Les anomalies matérielles s’entendent de celles qui affectent la régularité même du titre, à savoir la falsification, l’imitation grossière d’une signature, le grattage etc… permettant d’engager sur cette seule base la responsabilité de l’établissement bancaire dans la mesure où l’altération est révélée par un simple examen du titre.
La question spécifique des anomalies intellectuelles est plus délicate car il est question d’analyser les facteurs intellectuels de présentation du chèque, tel que notamment un montant très élevé par rapport au débit habituel de l’utilisateur du compte, où le nombre important de chèques remis à l’encaissement, qui peuvent amener à créer quelques soupçons et générer à partir de la seule base de ces éléments objectifs, considérés comme hors-contexte, l’anomalie apparente, dite anomalie intellectuelle.

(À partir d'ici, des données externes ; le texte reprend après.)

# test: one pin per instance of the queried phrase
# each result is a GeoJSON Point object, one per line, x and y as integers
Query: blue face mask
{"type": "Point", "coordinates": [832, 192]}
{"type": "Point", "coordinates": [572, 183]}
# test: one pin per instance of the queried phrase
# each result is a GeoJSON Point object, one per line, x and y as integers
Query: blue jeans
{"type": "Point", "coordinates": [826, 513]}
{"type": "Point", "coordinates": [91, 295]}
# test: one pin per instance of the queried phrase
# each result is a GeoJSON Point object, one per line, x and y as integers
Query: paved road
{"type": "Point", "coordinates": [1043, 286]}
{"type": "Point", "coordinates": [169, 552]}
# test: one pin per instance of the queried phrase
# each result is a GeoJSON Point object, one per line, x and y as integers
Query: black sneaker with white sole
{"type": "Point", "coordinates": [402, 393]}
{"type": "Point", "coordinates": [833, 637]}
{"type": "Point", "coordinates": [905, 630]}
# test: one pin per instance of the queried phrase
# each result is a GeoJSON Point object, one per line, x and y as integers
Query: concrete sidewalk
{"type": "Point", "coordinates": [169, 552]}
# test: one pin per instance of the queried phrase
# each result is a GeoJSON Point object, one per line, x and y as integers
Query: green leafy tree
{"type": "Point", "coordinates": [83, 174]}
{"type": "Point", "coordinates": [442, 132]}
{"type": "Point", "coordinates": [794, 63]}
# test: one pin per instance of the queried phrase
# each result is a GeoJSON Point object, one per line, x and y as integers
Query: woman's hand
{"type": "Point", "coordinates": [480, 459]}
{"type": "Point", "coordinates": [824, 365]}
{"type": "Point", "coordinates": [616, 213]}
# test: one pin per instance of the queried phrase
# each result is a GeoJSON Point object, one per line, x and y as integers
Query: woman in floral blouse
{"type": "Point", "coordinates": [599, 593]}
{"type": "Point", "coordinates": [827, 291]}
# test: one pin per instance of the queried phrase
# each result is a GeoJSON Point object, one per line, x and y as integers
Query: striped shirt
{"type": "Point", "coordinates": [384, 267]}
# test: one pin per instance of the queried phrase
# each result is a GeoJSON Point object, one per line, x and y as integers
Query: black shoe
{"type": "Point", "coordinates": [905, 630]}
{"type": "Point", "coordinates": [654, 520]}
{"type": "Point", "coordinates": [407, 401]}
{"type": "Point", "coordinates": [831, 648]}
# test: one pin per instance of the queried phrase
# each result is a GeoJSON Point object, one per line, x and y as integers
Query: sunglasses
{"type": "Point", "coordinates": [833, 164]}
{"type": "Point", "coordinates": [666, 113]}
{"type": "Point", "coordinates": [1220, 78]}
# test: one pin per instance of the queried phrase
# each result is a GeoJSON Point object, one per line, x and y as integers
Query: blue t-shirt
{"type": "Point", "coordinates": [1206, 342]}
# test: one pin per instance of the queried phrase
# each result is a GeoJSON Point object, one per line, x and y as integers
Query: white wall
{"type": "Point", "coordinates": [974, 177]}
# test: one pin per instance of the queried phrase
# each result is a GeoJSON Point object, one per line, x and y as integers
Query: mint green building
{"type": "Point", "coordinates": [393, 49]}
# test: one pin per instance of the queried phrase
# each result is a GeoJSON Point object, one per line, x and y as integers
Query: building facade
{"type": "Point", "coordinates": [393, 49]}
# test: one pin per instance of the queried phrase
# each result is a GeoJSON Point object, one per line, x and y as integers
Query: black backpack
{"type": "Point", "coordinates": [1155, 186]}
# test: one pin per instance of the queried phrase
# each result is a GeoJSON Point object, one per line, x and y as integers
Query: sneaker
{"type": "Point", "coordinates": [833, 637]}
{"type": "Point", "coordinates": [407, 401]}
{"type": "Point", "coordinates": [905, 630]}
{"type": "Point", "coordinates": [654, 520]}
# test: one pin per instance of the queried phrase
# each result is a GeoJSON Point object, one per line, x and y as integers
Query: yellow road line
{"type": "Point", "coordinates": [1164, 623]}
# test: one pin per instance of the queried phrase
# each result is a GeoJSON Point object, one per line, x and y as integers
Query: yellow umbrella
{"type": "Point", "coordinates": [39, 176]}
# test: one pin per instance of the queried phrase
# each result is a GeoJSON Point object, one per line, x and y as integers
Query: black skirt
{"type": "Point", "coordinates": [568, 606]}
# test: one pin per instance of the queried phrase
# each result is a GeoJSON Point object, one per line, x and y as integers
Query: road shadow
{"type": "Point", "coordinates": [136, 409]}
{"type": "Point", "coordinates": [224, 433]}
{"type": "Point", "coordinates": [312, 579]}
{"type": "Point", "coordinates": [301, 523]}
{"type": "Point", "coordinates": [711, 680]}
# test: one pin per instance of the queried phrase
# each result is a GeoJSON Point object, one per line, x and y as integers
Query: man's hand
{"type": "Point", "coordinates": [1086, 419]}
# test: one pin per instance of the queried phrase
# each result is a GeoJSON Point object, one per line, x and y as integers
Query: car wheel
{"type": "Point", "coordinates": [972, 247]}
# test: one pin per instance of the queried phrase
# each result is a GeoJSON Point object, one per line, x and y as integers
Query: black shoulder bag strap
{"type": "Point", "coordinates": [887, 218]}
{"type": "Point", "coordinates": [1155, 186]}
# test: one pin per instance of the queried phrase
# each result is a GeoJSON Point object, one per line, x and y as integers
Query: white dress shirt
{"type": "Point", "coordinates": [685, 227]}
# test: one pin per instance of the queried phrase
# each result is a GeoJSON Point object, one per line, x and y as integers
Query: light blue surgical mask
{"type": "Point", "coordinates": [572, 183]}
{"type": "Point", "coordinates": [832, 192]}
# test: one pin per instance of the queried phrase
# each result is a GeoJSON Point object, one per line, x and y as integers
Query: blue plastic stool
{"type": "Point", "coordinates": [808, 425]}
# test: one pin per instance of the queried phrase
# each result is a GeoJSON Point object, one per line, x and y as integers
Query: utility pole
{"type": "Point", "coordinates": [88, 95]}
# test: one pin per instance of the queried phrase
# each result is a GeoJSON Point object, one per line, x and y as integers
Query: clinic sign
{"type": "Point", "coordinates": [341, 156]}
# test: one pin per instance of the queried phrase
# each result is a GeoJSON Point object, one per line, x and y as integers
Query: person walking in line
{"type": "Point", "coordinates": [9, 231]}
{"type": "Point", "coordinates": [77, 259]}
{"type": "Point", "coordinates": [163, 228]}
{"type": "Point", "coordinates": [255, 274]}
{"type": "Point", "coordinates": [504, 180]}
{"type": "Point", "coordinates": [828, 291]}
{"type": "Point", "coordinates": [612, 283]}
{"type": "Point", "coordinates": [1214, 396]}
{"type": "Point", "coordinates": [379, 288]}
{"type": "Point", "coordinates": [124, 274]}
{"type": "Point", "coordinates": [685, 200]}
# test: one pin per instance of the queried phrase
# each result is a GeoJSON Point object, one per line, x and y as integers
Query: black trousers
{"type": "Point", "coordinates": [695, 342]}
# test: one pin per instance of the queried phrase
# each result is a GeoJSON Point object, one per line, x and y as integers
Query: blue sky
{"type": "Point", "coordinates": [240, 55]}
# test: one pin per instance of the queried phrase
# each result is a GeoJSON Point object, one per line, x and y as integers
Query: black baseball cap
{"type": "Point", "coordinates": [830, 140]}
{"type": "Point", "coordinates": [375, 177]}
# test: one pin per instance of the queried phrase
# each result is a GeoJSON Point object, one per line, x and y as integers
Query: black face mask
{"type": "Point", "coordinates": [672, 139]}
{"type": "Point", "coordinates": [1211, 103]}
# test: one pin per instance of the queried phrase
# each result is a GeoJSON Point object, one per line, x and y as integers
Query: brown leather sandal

De façon générale, l’anomalie apparente s’entend comme celle qui ne doit pas échapper au banquier diligent, ce qui amène à une appréciation au cas par cas en fonction des circonstances de chaque espèce.
Ainsi, la jurisprudence vient clairement sanctionner l’anomalie apparente, notamment à l’égard de la signature du titre.
Dans cette jurisprudence qui nous intéresse et qui a été rendue en octobre 2015, la Cour d’appel de Paris vient profite du cas d’espèce pour rappeler la responsabilité de l’établissement bancaire.
Dans cette affaire, l’assistante de vie d’une femme âgée de 91 ans a été condamnée pénalement pour avoir frauduleusement émis 35 chèques provenant des formules lui appartenant, rédigés à son propre profit, ainsi qu’au profit de son mari et de ses proches, pour un montant total de 31 229,00 €, ce qui n’est pas rien.
Il apparaîssait que les chèques concernés avaient été volés et contrefaits par la bénéficiaire, laquelle était une employée de la titulaire du compte et qu’ils supportent une signature imitée.
L’établissement de ces faux ordres de paiement a été rendu possible à la suite d’une faute du titulaire du compte, qui n’a pas exercé une surveillance suffisante de son préposé et n’a pas réagi dès réception des relevés de compte attestant des débits frauduleux récurrents et ce, sur une longue période.
La question qui pourrait légitimement se poser est de savoir si, oui ou non, l’établissement bancaire peut s’exonérer de toute responsabilité dans la mesure où il y aurait une faute du titulaire du compte.
Dans pareil cas, le banquier ne serait tenu envers son client que s’il a lui-même commis une négligence.
En effet, l’établissement bancaire engage sa responsabilité et ne demeure tenu envers son client que s’il a lui-même commis une faute de négligence et ce seulement pour la part de responsabilité en découlant.
Dans le cas d’espèce, la Cour d’Appel de Paris considère que la banque engage sa responsabilité puisque les signatures qui figurent sur les chèques litigieux sont des imitations qui présentent de réelles discordances avec celles de la titulaire du compte et même des anomalies pour certains.
La falsification était telle qu’il ne semblait pouvoir échapper à l’examen d’un employé de banque normalement avisé qui ne peut s’abriter derrière le fait fautif qu’il n’a pas réactualisé la signature du titulaire du compte et que les mouvements sur ce compte étaient trop intenses pour qu’il soit vigilant, la banque étant dans ces conditions condamnées au paiement de la somme de 25 000,00 €.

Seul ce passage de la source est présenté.